Le démon ne se décourage pas devant cet échec. Il va tenter Jésus d’une autre manière. « Il lui dit : Je te donnerai tout ce pouvoir, et la gloire de ces royaumes, car cela m’appartient et je le donne à qui je veux. Toi donc, si tu te prosternes devant moi, tu auras tout cela ». C’est la tentation de l’idolâtrie ou, pour dire les choses de manière plus claire, la tentation de se laisser acheter. C’est une tentation terrible puisque certaines personnes cyniques n’hésitent pas à dire que tout le monde a un prix, que chacun, d’une manière ou d’une autre, se laisse acheter. Cela signifie aussi que toute personne, selon ces gens, se laisserait asservir et manipuler par le mal. Le comportement de Jésus oppose un démenti ferme et définitif à cette thèse. Il réplique au démon : « Il est écrit : Tu te prosterneras devant le Seigneur ton Dieu, et c’est lui seul que tu adoreras » et l’évangile nous invite à faire de même.
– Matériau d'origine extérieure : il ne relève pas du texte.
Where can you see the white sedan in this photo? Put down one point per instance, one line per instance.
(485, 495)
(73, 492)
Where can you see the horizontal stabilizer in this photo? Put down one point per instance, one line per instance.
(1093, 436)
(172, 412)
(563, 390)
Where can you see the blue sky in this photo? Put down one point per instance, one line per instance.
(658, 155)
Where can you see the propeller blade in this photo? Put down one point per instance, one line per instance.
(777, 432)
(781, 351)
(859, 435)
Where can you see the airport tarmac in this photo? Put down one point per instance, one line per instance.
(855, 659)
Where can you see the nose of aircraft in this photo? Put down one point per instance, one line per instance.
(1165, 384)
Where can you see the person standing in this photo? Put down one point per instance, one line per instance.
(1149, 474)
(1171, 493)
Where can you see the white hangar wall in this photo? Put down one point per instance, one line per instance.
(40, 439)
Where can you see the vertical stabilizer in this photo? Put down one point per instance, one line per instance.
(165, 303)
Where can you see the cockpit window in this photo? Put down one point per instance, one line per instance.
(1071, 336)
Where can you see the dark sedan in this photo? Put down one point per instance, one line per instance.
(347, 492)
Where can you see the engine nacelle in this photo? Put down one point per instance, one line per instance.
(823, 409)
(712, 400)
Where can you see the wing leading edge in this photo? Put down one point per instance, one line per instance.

Après ce nouvel échec, le démon emmène Jésus, sur le toit du Temple de Jérusalem, le haut lieu religieux en Israël. Il veut, en quelque sorte battre Jésus sur son propre terrain, celui de la foi, celui de la connaissance des Écritures : « Si tu es le Fils de Dieu, jette-toi en bas ; car il est écrit : Il donnera pour toi à ses anges l’ordre de te garder ; et encore : ils te porteront sur leurs mains, de peur que ton pied ne heurte une pierre ». Le démon provoque Jésus en citant les psaumes, c’est-à-dire la parole de Dieu. C’est la tentation de manipuler Dieu, d’abuser de sa bonté et de lire les Écritures selon ses propres vues et non selon celles de Dieu. Jésus lui répond par une autre parole de l’Écriture : « Il est dit : tu ne mettras pas à l’épreuve le Seigneur ton Dieu ». Le Seigneur notre Dieu n’est ni un naïf ni un imbécile, mais l’intelligence parfaite, celui qui a créé la terre et tout ce qui existe. Il importe dès lors que nous le considérions comme tel, sans chercher à le manipuler par nos petits calculs mesquins et ridicules, en utilisant la Parole de Dieu non pas pour justifier nos comportements inadmissibles, mais pour nous laisser travailler et purifier par cette Parole qui met à nu nos mensonges, nos hypocrisies, nos vanités.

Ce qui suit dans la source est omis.